Papadimitriou Orestis, Al-Hussaeni Khalil, Karamitsos Ioannis, Maragoudakis Manolis

Abstract:

  Online movie reviews provide a rich source of unstructured text data for sentiment classification, offering insights into user opinions. Accurate sentiment analysis is essential for stakeholders in the entertainment industry, including producers, marketers, and streaming platforms, to inform data-driven decisions. This study explores the effectiveness of Transformer-based models, specifically BERT (Bidirectional Encoder Representations from Transformers), in sentiment classification using the IMDb movie reviews dataset. By fine-tuning a pre-trained BERT model on a large-scale corpus of labeled IMDb reviews, this research captures contextual dependencies and semantic relationships within user-generated content. The preprocessing pipeline includes tokenization via the WordPiece tokenizer, padding and truncation to standardize input lengths, and attention masks to handle variable-length sequences.

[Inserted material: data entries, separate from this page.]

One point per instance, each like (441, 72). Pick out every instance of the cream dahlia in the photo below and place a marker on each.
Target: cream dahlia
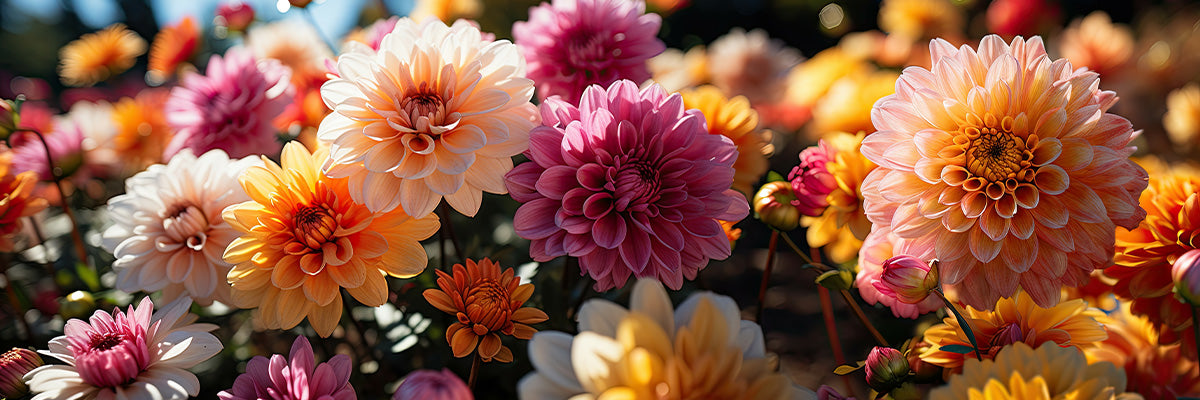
(1007, 165)
(436, 113)
(168, 233)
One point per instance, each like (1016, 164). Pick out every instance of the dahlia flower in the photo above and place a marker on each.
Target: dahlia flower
(880, 246)
(1014, 320)
(751, 64)
(571, 45)
(1006, 166)
(304, 240)
(649, 185)
(131, 354)
(231, 107)
(436, 112)
(841, 226)
(733, 118)
(1048, 372)
(168, 233)
(702, 350)
(1144, 255)
(486, 303)
(173, 46)
(297, 376)
(96, 57)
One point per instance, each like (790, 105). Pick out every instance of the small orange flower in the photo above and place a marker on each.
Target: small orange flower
(96, 57)
(173, 46)
(487, 303)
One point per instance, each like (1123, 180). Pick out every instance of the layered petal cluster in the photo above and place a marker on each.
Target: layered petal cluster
(437, 112)
(168, 233)
(702, 350)
(486, 304)
(733, 118)
(231, 107)
(1007, 166)
(303, 239)
(1050, 371)
(297, 376)
(1014, 320)
(575, 43)
(132, 354)
(1144, 255)
(630, 183)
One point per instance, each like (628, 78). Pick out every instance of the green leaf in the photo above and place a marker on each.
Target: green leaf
(957, 348)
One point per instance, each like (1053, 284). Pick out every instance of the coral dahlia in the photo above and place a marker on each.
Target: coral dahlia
(304, 240)
(436, 112)
(630, 183)
(1003, 162)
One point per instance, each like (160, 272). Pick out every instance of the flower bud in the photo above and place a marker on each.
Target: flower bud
(1186, 274)
(13, 366)
(886, 369)
(429, 384)
(907, 279)
(773, 204)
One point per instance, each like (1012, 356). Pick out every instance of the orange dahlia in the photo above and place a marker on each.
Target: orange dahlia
(1014, 320)
(735, 119)
(172, 46)
(1144, 258)
(1006, 165)
(486, 303)
(304, 239)
(96, 57)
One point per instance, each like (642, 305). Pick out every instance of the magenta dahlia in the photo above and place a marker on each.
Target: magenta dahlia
(630, 183)
(570, 45)
(231, 107)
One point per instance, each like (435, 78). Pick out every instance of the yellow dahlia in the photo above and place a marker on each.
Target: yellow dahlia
(437, 112)
(96, 57)
(304, 239)
(1015, 320)
(735, 119)
(841, 226)
(1020, 372)
(1143, 263)
(1007, 166)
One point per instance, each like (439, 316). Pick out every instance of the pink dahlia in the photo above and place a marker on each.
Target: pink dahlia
(1006, 166)
(131, 354)
(630, 183)
(575, 43)
(298, 376)
(231, 107)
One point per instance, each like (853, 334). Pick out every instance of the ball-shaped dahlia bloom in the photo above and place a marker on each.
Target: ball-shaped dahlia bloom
(168, 233)
(231, 107)
(437, 112)
(575, 43)
(630, 183)
(297, 376)
(1007, 166)
(131, 354)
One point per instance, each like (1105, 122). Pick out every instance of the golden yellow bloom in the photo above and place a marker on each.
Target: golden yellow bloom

The fine-tuning process optimizes BERT’s deep contextual embeddings for binary sentiment classification, distinguishing between positive and negative reviews. The model is evaluated against traditional machine learning baselines, including Naive Bayes, Support Vector Machines (SVM), and Long Short-Term Memory networks (LSTM), demonstrating a classification accuracy of 92.13%. This study underscores the significance of fine-tuning large-scale language models for domain-specific applications and provides insights into their computational efficiency and real-world applicability.  

*** Title, author list and abstract as submitted during Camera-Ready version delivery. Small changes that may have occurred during processing by Springer may not appear in this window.